Ainda se continua a acreditar que a vacina para adultos é inútil. Parte desta crença vem da ideia errada falada acima de que a exposição a uma estirpe invalida benefícios da vacina. A outra parte é uma ideia naïve que as pessoas chegam a adultos, arranjam um parceiro para a vida e mitigam o risco de transmissão. É absurdo porque cada vez menos pessoas se casam logo aos 20’s ou com a pessoa que iniciam actividade sexual, porque olhando para a nossa taxa de divórcios, mesmo com casamento, parceiros para a vida não são garantidos, e olhando para essa mesma taxa, vou imaginar que infidelidade não é invulgar – como existência de diversos tipos de relações abertas são cada vez mais populares numa sociedade cada vez menos religiosa.
**Portanto estamos no ponto ridículo em que estamos a celebrar que daqui a 30 ou 40 anos cancro do colo do útero seja residual para gerações mais novas quando podíamos estar a prevenir muito mais cancro a jovens ligeiramente mais velhos e adultos neste momento e não estamos.**
Eu diria que estes posts do Expresso são a personificação [deste meme](https://knowyourmeme.com/memes/bronze-medal). A mulher da foto poderia estar feliz de não ter cancro em vez de apenas feliz por gerações futuras.
5 comments
>A nossa política de combate ao HPV é horrível:
>
> • A comparticipação é limitada a rapazes até aos 12 anos (nascidos depois de 2009) e raparigas até aos 17 (iniciando a primeira dose aos 17, podem tomar as seguintes até aos 26);
>
> • Fora de comparticipação, cada dose de um total de 3 doses custa cerca de €130, dando um total de cerca de €390 para se ser vacinado
A saúde custa muito dinheiro ao estado e os gastos têm que ser o mais racionais possíveis. O hpv não é assim tão comum nem é um risco tão grande.
Pelas contas que tenho o custo da vacina é 390 euros (mais gastos administrativos e de pessoal), vezes 10 milhões de habitantes dá 3900 milhões de euros.
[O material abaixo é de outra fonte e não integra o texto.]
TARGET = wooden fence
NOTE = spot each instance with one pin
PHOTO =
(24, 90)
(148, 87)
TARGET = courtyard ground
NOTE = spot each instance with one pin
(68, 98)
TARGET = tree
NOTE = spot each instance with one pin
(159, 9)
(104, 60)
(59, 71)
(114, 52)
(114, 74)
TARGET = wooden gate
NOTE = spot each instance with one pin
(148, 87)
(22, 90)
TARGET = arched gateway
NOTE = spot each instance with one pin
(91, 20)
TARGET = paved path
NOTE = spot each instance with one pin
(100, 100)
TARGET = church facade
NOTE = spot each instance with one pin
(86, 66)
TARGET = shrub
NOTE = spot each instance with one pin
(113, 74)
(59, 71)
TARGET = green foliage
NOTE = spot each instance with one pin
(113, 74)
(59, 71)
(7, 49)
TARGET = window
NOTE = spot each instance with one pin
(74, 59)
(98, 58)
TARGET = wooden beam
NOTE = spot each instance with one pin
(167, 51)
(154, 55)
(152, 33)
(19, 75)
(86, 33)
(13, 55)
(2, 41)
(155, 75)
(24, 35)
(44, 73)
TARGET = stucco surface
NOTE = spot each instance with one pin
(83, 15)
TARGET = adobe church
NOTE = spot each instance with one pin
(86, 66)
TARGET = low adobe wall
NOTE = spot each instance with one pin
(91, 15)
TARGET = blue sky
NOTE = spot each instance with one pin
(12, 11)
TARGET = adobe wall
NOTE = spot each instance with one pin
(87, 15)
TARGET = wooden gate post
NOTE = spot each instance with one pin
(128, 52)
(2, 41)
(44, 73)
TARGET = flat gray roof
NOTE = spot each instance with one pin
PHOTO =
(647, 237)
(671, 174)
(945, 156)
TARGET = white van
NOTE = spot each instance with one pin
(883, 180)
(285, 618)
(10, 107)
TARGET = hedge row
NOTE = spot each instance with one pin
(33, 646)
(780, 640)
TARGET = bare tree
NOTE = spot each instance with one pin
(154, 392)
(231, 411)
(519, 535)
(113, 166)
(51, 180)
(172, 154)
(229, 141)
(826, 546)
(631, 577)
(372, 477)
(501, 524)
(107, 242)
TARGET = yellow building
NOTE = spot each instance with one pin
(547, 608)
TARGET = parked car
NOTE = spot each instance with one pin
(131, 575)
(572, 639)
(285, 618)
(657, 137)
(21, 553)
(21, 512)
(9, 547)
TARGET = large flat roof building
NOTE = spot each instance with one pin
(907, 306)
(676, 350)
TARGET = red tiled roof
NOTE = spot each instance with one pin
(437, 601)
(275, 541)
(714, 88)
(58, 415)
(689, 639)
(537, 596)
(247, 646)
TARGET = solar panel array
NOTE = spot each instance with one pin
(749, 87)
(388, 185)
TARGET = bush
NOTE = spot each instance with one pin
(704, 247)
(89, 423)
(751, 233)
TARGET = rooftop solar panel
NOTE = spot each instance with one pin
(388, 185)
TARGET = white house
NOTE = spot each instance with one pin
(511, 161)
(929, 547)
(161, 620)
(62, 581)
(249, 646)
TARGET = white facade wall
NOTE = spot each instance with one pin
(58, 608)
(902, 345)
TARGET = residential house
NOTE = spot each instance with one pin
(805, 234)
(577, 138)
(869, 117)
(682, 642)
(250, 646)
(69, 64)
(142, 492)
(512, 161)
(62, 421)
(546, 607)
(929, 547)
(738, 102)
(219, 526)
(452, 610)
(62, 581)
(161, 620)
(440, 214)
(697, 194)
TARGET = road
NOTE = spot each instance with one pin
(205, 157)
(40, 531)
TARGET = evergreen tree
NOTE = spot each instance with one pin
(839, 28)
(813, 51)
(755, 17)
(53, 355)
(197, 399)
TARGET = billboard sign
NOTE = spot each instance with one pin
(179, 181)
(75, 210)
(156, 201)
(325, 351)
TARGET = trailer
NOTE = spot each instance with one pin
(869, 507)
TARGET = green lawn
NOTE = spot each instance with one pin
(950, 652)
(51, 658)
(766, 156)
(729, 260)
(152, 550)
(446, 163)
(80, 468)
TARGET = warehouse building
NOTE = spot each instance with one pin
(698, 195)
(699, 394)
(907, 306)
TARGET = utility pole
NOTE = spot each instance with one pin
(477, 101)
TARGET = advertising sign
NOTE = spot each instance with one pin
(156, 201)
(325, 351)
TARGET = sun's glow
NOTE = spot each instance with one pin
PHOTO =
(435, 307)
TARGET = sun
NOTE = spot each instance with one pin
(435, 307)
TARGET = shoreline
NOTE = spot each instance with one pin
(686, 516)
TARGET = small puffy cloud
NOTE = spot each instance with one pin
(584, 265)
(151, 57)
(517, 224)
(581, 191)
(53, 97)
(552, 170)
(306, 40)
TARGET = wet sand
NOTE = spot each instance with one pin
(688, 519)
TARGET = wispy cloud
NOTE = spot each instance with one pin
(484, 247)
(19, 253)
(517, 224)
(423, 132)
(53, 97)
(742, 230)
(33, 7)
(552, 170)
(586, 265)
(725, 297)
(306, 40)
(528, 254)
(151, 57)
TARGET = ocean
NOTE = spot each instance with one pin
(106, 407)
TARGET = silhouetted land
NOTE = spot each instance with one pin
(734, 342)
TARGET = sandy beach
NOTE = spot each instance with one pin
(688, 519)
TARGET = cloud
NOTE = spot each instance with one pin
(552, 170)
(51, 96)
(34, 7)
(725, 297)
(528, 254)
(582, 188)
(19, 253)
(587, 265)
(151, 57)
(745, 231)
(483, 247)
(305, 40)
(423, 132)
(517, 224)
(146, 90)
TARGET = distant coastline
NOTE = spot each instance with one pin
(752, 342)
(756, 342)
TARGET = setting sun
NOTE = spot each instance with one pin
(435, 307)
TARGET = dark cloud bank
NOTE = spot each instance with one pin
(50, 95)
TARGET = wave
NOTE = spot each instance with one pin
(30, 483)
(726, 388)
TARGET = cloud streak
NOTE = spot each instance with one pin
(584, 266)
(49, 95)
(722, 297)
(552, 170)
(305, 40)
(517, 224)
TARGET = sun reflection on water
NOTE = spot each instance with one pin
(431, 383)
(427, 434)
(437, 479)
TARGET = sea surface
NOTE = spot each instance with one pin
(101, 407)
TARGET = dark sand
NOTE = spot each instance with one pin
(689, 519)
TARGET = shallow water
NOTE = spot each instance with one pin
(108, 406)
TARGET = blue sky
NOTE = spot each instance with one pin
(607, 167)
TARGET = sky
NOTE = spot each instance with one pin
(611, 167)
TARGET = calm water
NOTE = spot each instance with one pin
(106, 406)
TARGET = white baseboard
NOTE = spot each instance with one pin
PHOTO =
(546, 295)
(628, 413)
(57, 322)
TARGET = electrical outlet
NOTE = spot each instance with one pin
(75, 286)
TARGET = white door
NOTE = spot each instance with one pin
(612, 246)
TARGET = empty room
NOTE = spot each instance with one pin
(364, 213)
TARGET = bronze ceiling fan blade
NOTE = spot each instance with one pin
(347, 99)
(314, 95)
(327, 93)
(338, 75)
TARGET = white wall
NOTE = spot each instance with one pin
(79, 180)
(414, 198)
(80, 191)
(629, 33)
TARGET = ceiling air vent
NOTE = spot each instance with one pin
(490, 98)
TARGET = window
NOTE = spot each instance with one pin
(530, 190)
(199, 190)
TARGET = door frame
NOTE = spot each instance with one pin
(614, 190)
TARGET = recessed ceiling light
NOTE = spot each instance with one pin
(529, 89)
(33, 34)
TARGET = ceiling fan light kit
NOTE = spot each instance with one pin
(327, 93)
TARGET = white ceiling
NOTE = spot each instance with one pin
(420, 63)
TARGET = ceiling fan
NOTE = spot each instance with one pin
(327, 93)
Eu sei que parece que a saúde é grátis mas não é.
A razão pela qual os homens têm maior incidência de cancros orais e na garganta do que as mulheres é que o HPV, que causa cancro como disse o OP, pode ser facilmente transmitido através do minete mas não tanto através do bobó. Para evitarem tal transmissão façam o minete apenas no clítoris. Não enfiem a língua na vagina da(s) vossa(s) querida(s).
Não sabia que o HPV também causa cancro no homem.
Portanto os adultos tem de pagar a vacina, do bolso deles?
No caso do HPV só se ouve falar em cancro no colo do utero – é porque deve ser o cerne da questão e o cancros do HPV nos homens uma coisa residual . Querem vacinar os rapazes para proteger as raparigas pela mesma razão que vacinaram as crianças para proteger os velhotes (São uns reservatórios de virus – disse a Graça Freitas) ?
. É que é um bocado a ideia que passa.
Nada contra, mas o meu fetiche não é por gordas.